To date, there is no video games-specific legislation for monitoring money laundering through microtransactions. This means that criminals are potentially exploiting this loophole to invest or launder money via in-game currencies. Since there is no official surveillance, the amount transferred is untraceable. So, cleaning ill-gotten money through video game currency exchanges remains as a potential cybercrime practice.

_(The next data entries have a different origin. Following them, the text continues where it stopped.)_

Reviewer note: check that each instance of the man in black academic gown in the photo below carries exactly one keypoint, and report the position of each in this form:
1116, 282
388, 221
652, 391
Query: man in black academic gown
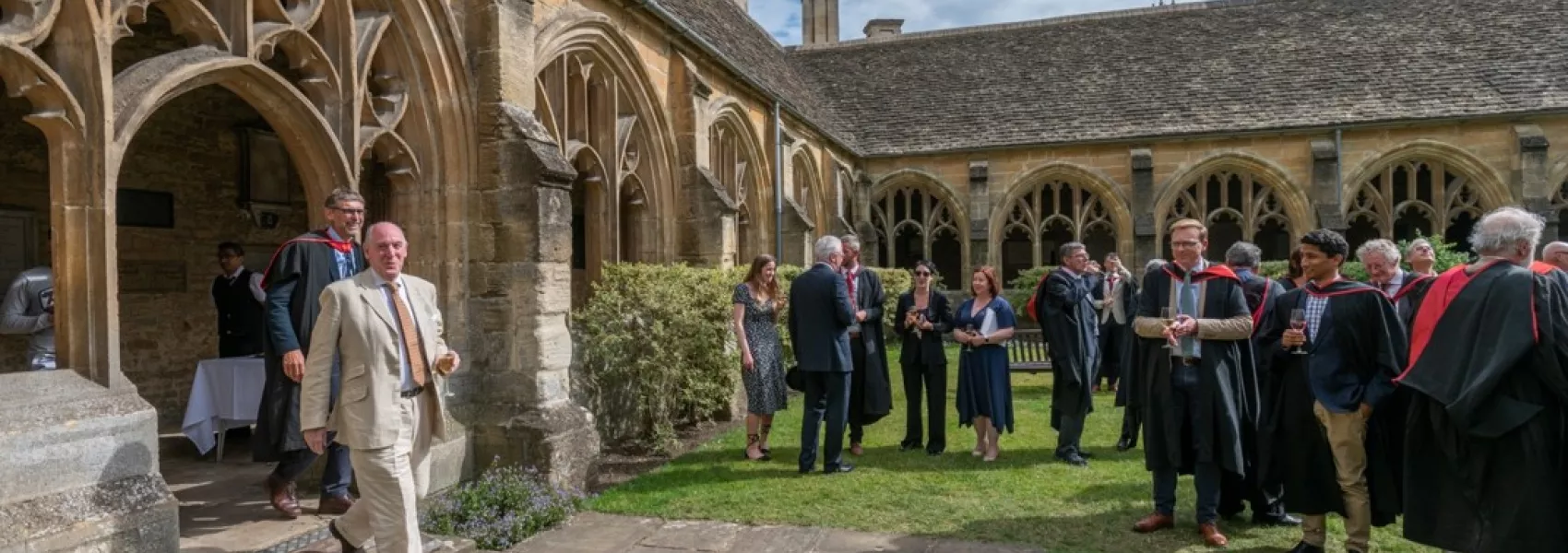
1265, 497
1324, 432
1406, 288
293, 281
871, 391
1195, 395
1068, 320
1489, 378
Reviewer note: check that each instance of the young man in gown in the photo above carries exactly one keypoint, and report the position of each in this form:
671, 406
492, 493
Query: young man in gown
1489, 378
1325, 432
1194, 395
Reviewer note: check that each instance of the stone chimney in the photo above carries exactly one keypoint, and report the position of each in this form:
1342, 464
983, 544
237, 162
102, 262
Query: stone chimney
883, 27
819, 20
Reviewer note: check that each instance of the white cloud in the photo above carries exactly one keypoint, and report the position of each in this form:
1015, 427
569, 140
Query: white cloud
781, 18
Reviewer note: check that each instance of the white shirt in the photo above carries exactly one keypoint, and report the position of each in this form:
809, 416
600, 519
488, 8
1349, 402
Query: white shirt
402, 349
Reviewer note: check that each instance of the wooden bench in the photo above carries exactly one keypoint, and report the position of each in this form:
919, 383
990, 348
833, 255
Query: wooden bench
1028, 351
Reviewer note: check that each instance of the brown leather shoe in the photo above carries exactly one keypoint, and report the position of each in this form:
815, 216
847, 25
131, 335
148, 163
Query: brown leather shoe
1212, 536
334, 505
284, 497
1155, 522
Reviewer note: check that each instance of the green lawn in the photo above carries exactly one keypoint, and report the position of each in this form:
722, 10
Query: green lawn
1023, 497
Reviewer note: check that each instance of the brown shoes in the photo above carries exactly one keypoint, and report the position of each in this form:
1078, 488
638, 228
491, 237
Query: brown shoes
284, 497
1155, 522
1212, 536
334, 505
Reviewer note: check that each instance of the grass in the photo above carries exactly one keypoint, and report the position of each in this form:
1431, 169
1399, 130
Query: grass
1024, 497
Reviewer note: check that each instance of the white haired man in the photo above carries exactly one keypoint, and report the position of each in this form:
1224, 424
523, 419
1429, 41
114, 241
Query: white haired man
1484, 439
1406, 288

That said, the US Treasury has ramped up its efforts to prevent in-game currency transactions spilling beyond in-game economies. It has identified CVCs as a potential funding source for terrorism, organized crime, and other criminal activities. In such circumstances, Bells garnering CVC status would bring a plethora of legal hazards to Nintendo’s door.
On that note, Animal Crossing: New Horizons is not the only game that has spawned a sizable grey market for in-game currencies. The immensely popular battle royale game Fortnite has also been accused of being a utopia for illicit trading. Fortnite developer Epic Games prohibits these trades, but it does little to stop this market from evolving. But growing fears of FinCEN restrictions might change that shortly.
In recent times Washington-based developer Valve has recently updated the microtransaction system for Counter-Strike: Global Offensive. Valve acknowledged the step was taken to prevent criminals from using the game as a money laundering channel. This indicates stricter measures from video game developers in the future to restrain convertibility of in-game currencies to fiat money.
Nintendo is also losing money as unauthorized vendors continue selling Animal Crossing: New Horizons currencies and add-ons. However, the increase in game interaction, base game, and console sales are more than making up for that loss. The Japanese company likely couldn’t care less about players making some extra money through in-game currency trading if there were no threat of looming legal perils.
Therefore, those who are attempting to weather the Covid-19 induced economic slowdown through Animal Crossing: New Horizons enterprises, need to be aware of the fact that this might be a temporary arrangement. There’s no guarantee that Nintendo won’t take a harder stance in the near future regarding this matter and it’s more likely than not they will want to protect themselves from any legal liability.